Regulators turn down arguments on FPL rates

The Public Service Commission closed the case Tuesday.

In an issue that stems from federal tax cuts approved in 2017, state regulators on Tuesday rejected an effort aimed at forcing Florida Power & Light to reduce base electric rates.

The state Office of Public Counsel, which represents consumers, and two business groups have long argued that FPL has not properly passed along savings from the 2017 federal tax overhaul to ratepayers. They filed a case at the state Public Service Commission in December 2018 seeking lower rates.

But the commission on Tuesday closed the case, after backing FPL last year in a closely related issue about using tax savings to help cover costs from 2017’s Hurricane Irma.

The dispute has centered on decisions by FPL to use the tax savings to replenish a reserve fund instead of passing the money along to customers through lower rates. After Irma, for example, the utility tapped the reserve to pay power-restoration costs. It argued that subsequently using tax savings to replenish the reserve prevented customers from having extra costs added to their monthly bills to pay for restoration.

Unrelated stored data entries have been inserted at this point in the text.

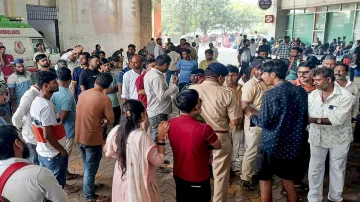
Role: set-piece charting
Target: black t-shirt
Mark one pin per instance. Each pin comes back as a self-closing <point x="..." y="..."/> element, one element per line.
<point x="357" y="52"/>
<point x="88" y="78"/>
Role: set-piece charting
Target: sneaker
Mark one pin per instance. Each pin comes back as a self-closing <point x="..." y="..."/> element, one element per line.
<point x="301" y="185"/>
<point x="246" y="185"/>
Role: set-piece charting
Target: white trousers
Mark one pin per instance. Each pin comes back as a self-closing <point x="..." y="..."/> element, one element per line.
<point x="337" y="157"/>
<point x="237" y="140"/>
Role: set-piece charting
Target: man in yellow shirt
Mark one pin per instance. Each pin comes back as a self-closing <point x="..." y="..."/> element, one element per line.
<point x="209" y="54"/>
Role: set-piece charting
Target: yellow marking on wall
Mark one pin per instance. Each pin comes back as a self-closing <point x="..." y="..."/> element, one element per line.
<point x="73" y="11"/>
<point x="12" y="8"/>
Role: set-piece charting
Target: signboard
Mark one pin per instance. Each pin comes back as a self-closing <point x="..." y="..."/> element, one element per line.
<point x="269" y="18"/>
<point x="265" y="4"/>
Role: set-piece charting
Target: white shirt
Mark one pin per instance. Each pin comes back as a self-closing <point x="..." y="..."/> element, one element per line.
<point x="128" y="86"/>
<point x="158" y="50"/>
<point x="22" y="119"/>
<point x="158" y="93"/>
<point x="150" y="47"/>
<point x="252" y="48"/>
<point x="337" y="108"/>
<point x="197" y="41"/>
<point x="72" y="65"/>
<point x="31" y="183"/>
<point x="175" y="58"/>
<point x="44" y="113"/>
<point x="216" y="53"/>
<point x="353" y="89"/>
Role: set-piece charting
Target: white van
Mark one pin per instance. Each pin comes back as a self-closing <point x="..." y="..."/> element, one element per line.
<point x="20" y="40"/>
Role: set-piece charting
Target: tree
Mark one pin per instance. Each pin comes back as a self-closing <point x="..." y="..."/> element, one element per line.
<point x="188" y="15"/>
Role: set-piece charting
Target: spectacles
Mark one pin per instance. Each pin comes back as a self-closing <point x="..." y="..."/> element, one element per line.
<point x="303" y="72"/>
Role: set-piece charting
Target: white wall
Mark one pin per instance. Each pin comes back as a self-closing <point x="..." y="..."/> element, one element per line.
<point x="47" y="27"/>
<point x="110" y="23"/>
<point x="291" y="4"/>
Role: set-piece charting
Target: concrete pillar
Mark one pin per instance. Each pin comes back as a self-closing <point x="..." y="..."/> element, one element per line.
<point x="145" y="22"/>
<point x="277" y="29"/>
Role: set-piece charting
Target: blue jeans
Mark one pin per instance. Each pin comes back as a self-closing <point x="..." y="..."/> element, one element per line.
<point x="33" y="157"/>
<point x="57" y="165"/>
<point x="91" y="156"/>
<point x="168" y="75"/>
<point x="154" y="123"/>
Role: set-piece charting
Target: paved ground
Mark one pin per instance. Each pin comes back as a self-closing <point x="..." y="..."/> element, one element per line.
<point x="235" y="194"/>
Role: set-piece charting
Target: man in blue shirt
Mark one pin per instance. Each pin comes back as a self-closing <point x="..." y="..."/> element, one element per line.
<point x="283" y="118"/>
<point x="65" y="104"/>
<point x="185" y="67"/>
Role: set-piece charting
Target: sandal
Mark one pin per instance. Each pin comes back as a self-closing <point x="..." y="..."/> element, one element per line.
<point x="99" y="199"/>
<point x="70" y="189"/>
<point x="73" y="176"/>
<point x="246" y="185"/>
<point x="99" y="186"/>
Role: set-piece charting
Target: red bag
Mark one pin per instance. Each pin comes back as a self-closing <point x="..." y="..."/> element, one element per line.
<point x="7" y="174"/>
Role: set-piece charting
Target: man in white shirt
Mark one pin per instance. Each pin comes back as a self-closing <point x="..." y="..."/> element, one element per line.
<point x="22" y="120"/>
<point x="128" y="86"/>
<point x="253" y="47"/>
<point x="29" y="183"/>
<point x="151" y="46"/>
<point x="48" y="129"/>
<point x="215" y="50"/>
<point x="41" y="50"/>
<point x="158" y="50"/>
<point x="175" y="58"/>
<point x="330" y="131"/>
<point x="159" y="93"/>
<point x="197" y="41"/>
<point x="341" y="72"/>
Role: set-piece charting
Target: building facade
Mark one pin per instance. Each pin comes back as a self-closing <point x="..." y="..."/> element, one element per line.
<point x="323" y="19"/>
<point x="111" y="23"/>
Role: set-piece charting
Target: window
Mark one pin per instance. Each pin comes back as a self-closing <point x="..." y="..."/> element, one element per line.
<point x="334" y="8"/>
<point x="303" y="27"/>
<point x="290" y="19"/>
<point x="348" y="7"/>
<point x="310" y="10"/>
<point x="321" y="9"/>
<point x="320" y="19"/>
<point x="340" y="24"/>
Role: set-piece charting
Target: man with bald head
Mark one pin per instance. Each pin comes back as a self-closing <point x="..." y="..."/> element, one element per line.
<point x="329" y="62"/>
<point x="128" y="85"/>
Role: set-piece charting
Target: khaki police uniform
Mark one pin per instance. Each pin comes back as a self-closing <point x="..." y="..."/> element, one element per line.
<point x="219" y="106"/>
<point x="253" y="92"/>
<point x="237" y="133"/>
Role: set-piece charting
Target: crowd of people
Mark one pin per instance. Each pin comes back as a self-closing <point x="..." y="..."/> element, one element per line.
<point x="288" y="115"/>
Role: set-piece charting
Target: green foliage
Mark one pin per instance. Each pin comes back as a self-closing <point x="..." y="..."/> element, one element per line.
<point x="188" y="15"/>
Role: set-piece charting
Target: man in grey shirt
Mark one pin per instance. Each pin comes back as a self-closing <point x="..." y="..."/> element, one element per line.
<point x="159" y="93"/>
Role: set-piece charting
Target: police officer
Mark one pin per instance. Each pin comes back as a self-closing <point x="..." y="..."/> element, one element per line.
<point x="220" y="109"/>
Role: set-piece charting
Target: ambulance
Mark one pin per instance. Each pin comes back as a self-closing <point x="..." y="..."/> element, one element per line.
<point x="20" y="40"/>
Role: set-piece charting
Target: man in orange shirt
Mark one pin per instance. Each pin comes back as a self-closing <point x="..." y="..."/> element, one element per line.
<point x="93" y="113"/>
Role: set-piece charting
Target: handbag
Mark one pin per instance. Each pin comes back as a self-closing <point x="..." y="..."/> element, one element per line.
<point x="7" y="174"/>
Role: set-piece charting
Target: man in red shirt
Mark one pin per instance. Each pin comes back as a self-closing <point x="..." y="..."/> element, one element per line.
<point x="191" y="142"/>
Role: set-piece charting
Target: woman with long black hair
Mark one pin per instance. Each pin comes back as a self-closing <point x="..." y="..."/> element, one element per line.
<point x="137" y="156"/>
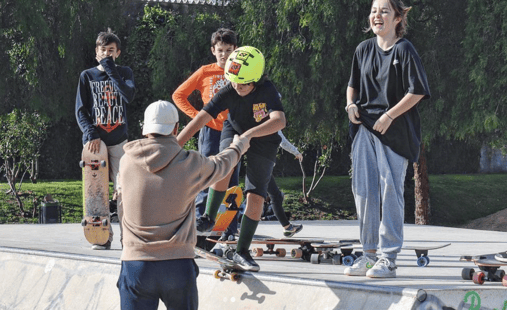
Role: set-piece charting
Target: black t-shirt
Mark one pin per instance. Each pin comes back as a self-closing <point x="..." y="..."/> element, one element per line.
<point x="383" y="78"/>
<point x="249" y="111"/>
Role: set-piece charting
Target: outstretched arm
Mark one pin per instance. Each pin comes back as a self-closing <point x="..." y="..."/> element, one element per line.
<point x="276" y="122"/>
<point x="201" y="119"/>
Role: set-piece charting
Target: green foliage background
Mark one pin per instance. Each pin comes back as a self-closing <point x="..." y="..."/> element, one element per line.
<point x="44" y="45"/>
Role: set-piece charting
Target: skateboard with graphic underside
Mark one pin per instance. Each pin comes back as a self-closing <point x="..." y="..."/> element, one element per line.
<point x="228" y="210"/>
<point x="421" y="251"/>
<point x="304" y="251"/>
<point x="338" y="252"/>
<point x="95" y="195"/>
<point x="228" y="269"/>
<point x="489" y="269"/>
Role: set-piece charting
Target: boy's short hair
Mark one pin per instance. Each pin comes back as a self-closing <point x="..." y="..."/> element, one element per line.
<point x="107" y="37"/>
<point x="225" y="36"/>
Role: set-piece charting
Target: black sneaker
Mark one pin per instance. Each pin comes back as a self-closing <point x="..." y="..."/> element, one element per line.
<point x="501" y="257"/>
<point x="227" y="237"/>
<point x="204" y="223"/>
<point x="246" y="261"/>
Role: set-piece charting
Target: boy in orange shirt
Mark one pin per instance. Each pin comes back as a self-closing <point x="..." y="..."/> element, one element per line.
<point x="208" y="80"/>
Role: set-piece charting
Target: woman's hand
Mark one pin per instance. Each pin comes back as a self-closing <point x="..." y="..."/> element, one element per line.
<point x="353" y="112"/>
<point x="383" y="123"/>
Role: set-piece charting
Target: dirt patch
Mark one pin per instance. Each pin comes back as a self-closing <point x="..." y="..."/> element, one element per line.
<point x="496" y="221"/>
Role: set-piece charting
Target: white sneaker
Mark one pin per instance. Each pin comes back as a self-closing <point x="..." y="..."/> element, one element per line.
<point x="384" y="268"/>
<point x="360" y="267"/>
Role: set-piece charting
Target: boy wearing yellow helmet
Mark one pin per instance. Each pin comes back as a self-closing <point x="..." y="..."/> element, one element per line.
<point x="255" y="112"/>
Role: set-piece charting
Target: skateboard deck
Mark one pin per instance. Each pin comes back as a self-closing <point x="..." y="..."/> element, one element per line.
<point x="228" y="210"/>
<point x="489" y="269"/>
<point x="95" y="195"/>
<point x="228" y="269"/>
<point x="339" y="252"/>
<point x="421" y="251"/>
<point x="304" y="250"/>
<point x="232" y="201"/>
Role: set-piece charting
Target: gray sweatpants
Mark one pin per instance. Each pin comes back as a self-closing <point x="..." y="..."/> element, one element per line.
<point x="378" y="176"/>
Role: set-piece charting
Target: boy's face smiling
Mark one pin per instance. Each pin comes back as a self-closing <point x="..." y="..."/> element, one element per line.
<point x="243" y="89"/>
<point x="109" y="50"/>
<point x="222" y="51"/>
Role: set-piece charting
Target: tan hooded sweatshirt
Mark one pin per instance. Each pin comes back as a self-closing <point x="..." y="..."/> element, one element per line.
<point x="159" y="182"/>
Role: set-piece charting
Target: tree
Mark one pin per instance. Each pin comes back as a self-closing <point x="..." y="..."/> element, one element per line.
<point x="22" y="135"/>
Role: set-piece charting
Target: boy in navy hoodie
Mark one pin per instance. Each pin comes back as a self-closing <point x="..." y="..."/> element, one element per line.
<point x="101" y="106"/>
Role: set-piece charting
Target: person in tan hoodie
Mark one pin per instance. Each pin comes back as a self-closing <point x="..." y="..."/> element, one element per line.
<point x="158" y="184"/>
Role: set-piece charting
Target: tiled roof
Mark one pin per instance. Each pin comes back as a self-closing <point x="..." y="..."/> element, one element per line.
<point x="212" y="2"/>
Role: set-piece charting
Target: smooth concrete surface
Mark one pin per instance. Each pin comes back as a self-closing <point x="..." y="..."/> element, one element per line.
<point x="53" y="267"/>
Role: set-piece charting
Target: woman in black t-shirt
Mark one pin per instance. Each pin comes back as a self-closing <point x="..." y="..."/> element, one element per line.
<point x="387" y="82"/>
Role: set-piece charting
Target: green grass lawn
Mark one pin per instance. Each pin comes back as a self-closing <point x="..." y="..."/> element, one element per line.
<point x="455" y="199"/>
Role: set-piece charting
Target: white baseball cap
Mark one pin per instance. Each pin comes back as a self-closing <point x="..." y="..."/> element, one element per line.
<point x="160" y="117"/>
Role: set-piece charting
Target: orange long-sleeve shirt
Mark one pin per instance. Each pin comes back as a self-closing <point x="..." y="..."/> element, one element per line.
<point x="208" y="80"/>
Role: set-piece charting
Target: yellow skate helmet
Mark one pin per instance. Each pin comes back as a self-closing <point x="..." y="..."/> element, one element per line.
<point x="245" y="65"/>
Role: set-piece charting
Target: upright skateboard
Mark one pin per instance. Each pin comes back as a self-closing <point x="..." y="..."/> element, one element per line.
<point x="227" y="212"/>
<point x="95" y="195"/>
<point x="421" y="251"/>
<point x="228" y="268"/>
<point x="489" y="269"/>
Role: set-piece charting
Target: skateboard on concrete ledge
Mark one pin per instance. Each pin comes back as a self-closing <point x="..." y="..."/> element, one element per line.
<point x="228" y="269"/>
<point x="95" y="195"/>
<point x="421" y="251"/>
<point x="489" y="269"/>
<point x="226" y="214"/>
<point x="304" y="251"/>
<point x="339" y="252"/>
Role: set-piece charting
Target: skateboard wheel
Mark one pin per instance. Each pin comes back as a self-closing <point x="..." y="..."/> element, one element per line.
<point x="217" y="274"/>
<point x="336" y="260"/>
<point x="296" y="253"/>
<point x="467" y="273"/>
<point x="258" y="252"/>
<point x="348" y="260"/>
<point x="281" y="252"/>
<point x="478" y="277"/>
<point x="423" y="261"/>
<point x="315" y="258"/>
<point x="218" y="252"/>
<point x="229" y="254"/>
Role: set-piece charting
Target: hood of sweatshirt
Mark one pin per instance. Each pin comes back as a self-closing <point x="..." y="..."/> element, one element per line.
<point x="153" y="154"/>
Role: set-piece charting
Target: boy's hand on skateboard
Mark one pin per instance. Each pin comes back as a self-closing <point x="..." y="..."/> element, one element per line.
<point x="94" y="146"/>
<point x="242" y="139"/>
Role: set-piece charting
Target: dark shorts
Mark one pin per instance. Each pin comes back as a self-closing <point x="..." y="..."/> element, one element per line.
<point x="143" y="283"/>
<point x="260" y="160"/>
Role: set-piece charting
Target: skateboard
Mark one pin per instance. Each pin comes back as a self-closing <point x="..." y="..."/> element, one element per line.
<point x="421" y="251"/>
<point x="489" y="269"/>
<point x="304" y="251"/>
<point x="95" y="195"/>
<point x="228" y="269"/>
<point x="232" y="201"/>
<point x="228" y="210"/>
<point x="329" y="251"/>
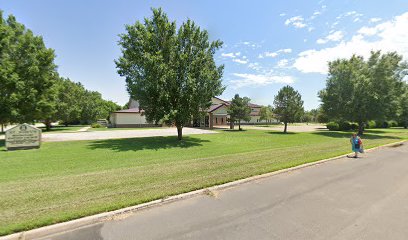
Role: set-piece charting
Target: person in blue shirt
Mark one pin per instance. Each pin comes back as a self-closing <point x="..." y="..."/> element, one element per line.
<point x="356" y="144"/>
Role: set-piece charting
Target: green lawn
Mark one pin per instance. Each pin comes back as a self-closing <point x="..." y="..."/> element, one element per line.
<point x="59" y="129"/>
<point x="67" y="180"/>
<point x="118" y="129"/>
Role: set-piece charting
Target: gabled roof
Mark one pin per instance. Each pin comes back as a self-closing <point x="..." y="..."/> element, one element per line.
<point x="249" y="104"/>
<point x="215" y="107"/>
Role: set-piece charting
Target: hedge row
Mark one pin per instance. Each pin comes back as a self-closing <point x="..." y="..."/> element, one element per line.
<point x="345" y="125"/>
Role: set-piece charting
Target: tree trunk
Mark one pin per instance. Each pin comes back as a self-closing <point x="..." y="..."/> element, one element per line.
<point x="231" y="124"/>
<point x="360" y="128"/>
<point x="47" y="125"/>
<point x="179" y="132"/>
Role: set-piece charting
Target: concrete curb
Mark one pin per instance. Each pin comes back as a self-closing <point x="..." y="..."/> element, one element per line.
<point x="86" y="221"/>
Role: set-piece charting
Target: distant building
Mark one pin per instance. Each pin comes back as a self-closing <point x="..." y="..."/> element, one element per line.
<point x="216" y="116"/>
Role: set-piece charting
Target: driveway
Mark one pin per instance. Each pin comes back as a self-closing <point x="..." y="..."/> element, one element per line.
<point x="74" y="136"/>
<point x="138" y="133"/>
<point x="295" y="128"/>
<point x="363" y="198"/>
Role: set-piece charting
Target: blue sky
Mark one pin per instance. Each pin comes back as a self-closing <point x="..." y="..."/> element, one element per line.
<point x="267" y="44"/>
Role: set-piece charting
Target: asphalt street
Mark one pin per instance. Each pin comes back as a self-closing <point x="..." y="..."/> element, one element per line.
<point x="364" y="198"/>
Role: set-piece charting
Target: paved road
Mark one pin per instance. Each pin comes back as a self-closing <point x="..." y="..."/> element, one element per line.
<point x="291" y="128"/>
<point x="73" y="136"/>
<point x="364" y="198"/>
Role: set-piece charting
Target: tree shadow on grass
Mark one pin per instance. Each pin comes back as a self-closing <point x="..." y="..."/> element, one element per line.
<point x="234" y="130"/>
<point x="151" y="143"/>
<point x="282" y="133"/>
<point x="366" y="135"/>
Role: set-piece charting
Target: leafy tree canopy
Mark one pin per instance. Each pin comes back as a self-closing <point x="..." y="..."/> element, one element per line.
<point x="288" y="105"/>
<point x="170" y="71"/>
<point x="239" y="109"/>
<point x="358" y="90"/>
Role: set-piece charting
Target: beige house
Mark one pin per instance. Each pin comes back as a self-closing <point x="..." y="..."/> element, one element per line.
<point x="216" y="116"/>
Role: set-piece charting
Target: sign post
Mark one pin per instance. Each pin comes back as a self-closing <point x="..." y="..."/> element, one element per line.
<point x="23" y="136"/>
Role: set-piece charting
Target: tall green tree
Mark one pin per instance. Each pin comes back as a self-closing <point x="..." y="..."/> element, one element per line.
<point x="7" y="78"/>
<point x="28" y="75"/>
<point x="288" y="105"/>
<point x="403" y="107"/>
<point x="239" y="110"/>
<point x="70" y="101"/>
<point x="266" y="113"/>
<point x="358" y="90"/>
<point x="172" y="73"/>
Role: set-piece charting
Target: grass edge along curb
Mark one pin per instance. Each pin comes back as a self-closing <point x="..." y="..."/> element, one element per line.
<point x="48" y="231"/>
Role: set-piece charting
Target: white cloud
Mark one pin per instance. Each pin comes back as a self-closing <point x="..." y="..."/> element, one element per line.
<point x="245" y="79"/>
<point x="353" y="14"/>
<point x="230" y="55"/>
<point x="317" y="13"/>
<point x="390" y="36"/>
<point x="255" y="66"/>
<point x="275" y="54"/>
<point x="374" y="20"/>
<point x="270" y="54"/>
<point x="333" y="37"/>
<point x="297" y="22"/>
<point x="240" y="61"/>
<point x="283" y="63"/>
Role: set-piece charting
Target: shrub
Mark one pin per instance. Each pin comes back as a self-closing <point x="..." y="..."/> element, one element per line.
<point x="354" y="126"/>
<point x="344" y="125"/>
<point x="392" y="123"/>
<point x="96" y="125"/>
<point x="333" y="126"/>
<point x="371" y="124"/>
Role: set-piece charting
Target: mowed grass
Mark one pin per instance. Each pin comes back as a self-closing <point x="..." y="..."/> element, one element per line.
<point x="67" y="180"/>
<point x="121" y="129"/>
<point x="60" y="129"/>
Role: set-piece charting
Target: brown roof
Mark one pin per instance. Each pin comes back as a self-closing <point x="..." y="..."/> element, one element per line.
<point x="130" y="110"/>
<point x="249" y="104"/>
<point x="215" y="107"/>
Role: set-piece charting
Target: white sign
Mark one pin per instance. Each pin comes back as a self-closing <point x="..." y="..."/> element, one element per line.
<point x="23" y="136"/>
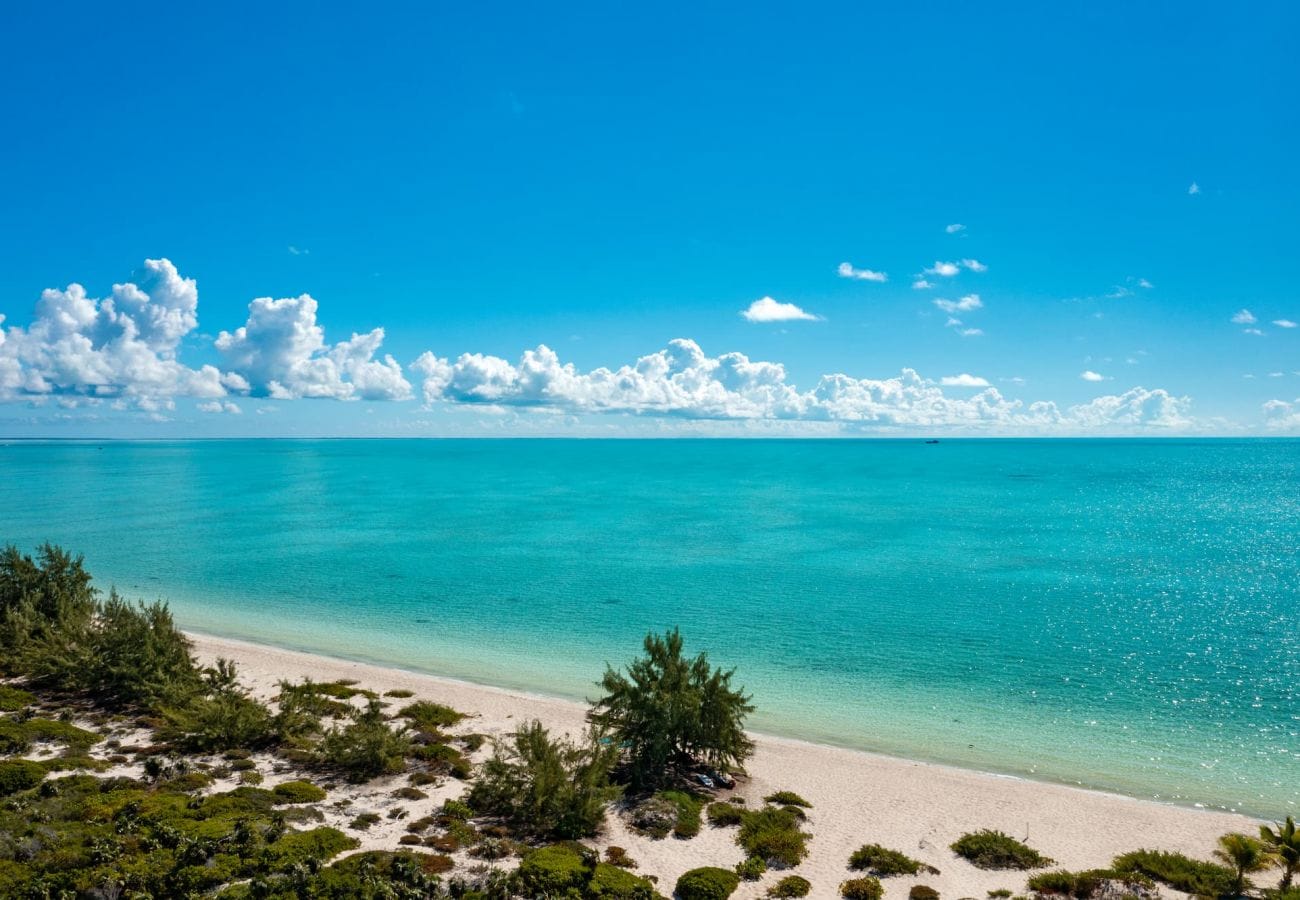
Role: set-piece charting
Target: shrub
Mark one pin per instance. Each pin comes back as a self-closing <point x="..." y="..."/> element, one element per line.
<point x="616" y="856"/>
<point x="428" y="715"/>
<point x="862" y="888"/>
<point x="993" y="849"/>
<point x="774" y="835"/>
<point x="882" y="861"/>
<point x="1178" y="872"/>
<point x="1083" y="885"/>
<point x="367" y="747"/>
<point x="553" y="872"/>
<point x="688" y="813"/>
<point x="546" y="787"/>
<point x="20" y="775"/>
<point x="722" y="814"/>
<point x="298" y="792"/>
<point x="667" y="706"/>
<point x="791" y="886"/>
<point x="707" y="883"/>
<point x="611" y="882"/>
<point x="14" y="699"/>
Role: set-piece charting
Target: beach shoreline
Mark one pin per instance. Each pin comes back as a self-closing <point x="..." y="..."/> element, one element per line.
<point x="857" y="796"/>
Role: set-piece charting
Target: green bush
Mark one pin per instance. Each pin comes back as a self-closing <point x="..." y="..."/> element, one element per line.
<point x="14" y="699"/>
<point x="428" y="715"/>
<point x="688" y="812"/>
<point x="791" y="886"/>
<point x="722" y="814"/>
<point x="882" y="861"/>
<point x="365" y="748"/>
<point x="20" y="775"/>
<point x="707" y="883"/>
<point x="1083" y="885"/>
<point x="774" y="835"/>
<point x="862" y="888"/>
<point x="993" y="849"/>
<point x="553" y="872"/>
<point x="787" y="799"/>
<point x="611" y="882"/>
<point x="546" y="787"/>
<point x="298" y="792"/>
<point x="1178" y="872"/>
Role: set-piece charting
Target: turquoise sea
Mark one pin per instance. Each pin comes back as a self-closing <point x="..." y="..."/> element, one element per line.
<point x="1117" y="614"/>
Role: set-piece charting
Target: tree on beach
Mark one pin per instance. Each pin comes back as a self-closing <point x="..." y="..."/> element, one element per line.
<point x="1283" y="843"/>
<point x="1243" y="855"/>
<point x="670" y="712"/>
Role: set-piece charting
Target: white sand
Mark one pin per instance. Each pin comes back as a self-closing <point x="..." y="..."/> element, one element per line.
<point x="857" y="797"/>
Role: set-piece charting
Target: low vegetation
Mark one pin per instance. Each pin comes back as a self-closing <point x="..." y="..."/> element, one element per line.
<point x="993" y="849"/>
<point x="880" y="861"/>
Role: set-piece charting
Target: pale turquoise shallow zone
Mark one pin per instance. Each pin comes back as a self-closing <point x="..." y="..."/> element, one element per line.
<point x="1117" y="614"/>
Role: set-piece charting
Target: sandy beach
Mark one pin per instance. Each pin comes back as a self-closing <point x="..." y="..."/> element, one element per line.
<point x="857" y="797"/>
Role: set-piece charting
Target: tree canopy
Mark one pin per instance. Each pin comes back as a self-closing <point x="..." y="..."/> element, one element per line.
<point x="670" y="713"/>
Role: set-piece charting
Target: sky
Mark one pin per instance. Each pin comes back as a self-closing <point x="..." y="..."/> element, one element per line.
<point x="649" y="220"/>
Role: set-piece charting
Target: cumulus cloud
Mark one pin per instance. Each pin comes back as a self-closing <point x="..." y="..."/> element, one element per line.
<point x="846" y="271"/>
<point x="681" y="380"/>
<point x="963" y="380"/>
<point x="1282" y="415"/>
<point x="768" y="310"/>
<point x="967" y="303"/>
<point x="281" y="353"/>
<point x="121" y="347"/>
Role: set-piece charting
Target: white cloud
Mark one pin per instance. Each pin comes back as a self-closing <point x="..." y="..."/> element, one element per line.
<point x="122" y="347"/>
<point x="281" y="353"/>
<point x="768" y="310"/>
<point x="966" y="304"/>
<point x="846" y="271"/>
<point x="945" y="269"/>
<point x="1282" y="415"/>
<point x="963" y="380"/>
<point x="683" y="381"/>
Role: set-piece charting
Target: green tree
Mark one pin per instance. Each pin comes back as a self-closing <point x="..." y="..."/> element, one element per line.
<point x="1243" y="855"/>
<point x="1283" y="843"/>
<point x="547" y="787"/>
<point x="671" y="712"/>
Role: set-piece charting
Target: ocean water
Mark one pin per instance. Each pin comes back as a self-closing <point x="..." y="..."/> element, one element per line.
<point x="1116" y="614"/>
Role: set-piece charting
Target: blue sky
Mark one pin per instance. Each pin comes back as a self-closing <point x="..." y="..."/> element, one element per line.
<point x="606" y="180"/>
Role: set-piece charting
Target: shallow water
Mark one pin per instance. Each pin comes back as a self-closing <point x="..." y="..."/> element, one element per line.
<point x="1118" y="614"/>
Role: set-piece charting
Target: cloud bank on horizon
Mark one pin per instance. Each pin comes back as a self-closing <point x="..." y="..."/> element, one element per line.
<point x="124" y="350"/>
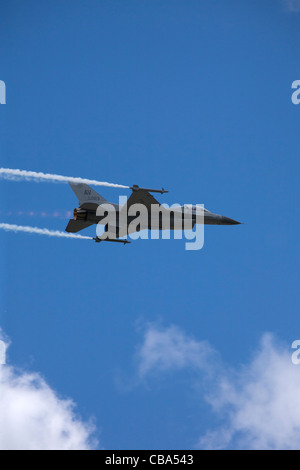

Maria Moncada, an FPL attorney, told the commission Tuesday that using the reserve also will help cover additional expenses related to last year’s Hurricane Dorian and the coronavirus pandemic. She said that helps provide “rate stability” for customers.

“That’s two avoided storm charges and five years of rate stability that have been afforded to customers over this time period,” she said, referring to rates that are expected to continue until 2022.

But state Deputy Public Counsel Charles Rehwinkel said FPL’s handling of the tax savings is an “outlier” in Florida and across the country and results in $772 million a year not being passed through to customers. The Florida Retail Federation and the Florida Industrial Power Users Group, which frequently intervene in utility issues, have backed the Office of Public Counsel on the issue.

“As we enter into uncertain times resulting from the global pandemic, it seems that, more than ever, the many customers of FPL who are struggling to make ends meet could use their overpaid tax money now, especially since the $772 million belongs to them in the first place,” Rehwinkel said.

But after its decision last year on the use of the tax savings to cover Hurricane Irma costs, the Public Service Commission closed the case Tuesday with relatively little discussion. Commissioner Donald Polmann said the issues in the case have already been resolved or were no longer relevant.

Commissioner Julie Brown praised FPL’s approach in using the reserve.

“The reserve mechanism, as Ms. Moncada pointed out, has been advantageous to customers on so many levels and continues to provide that rate stability in such trying times,” Brown said.

The federal tax overhaul, passed in late 2017, lowered the corporate income-tax rate from 35% to 21%, producing large savings for FPL and other utilities.

FPL’s use of the reserve and the tax savings to pay Irma costs was different from how such storm-related expenses have typically been handled. Utilities have regularly been allowed to pass along costs to consumers for restoring power after hurricanes, but those costs have been tacked onto customer bills for periods of time.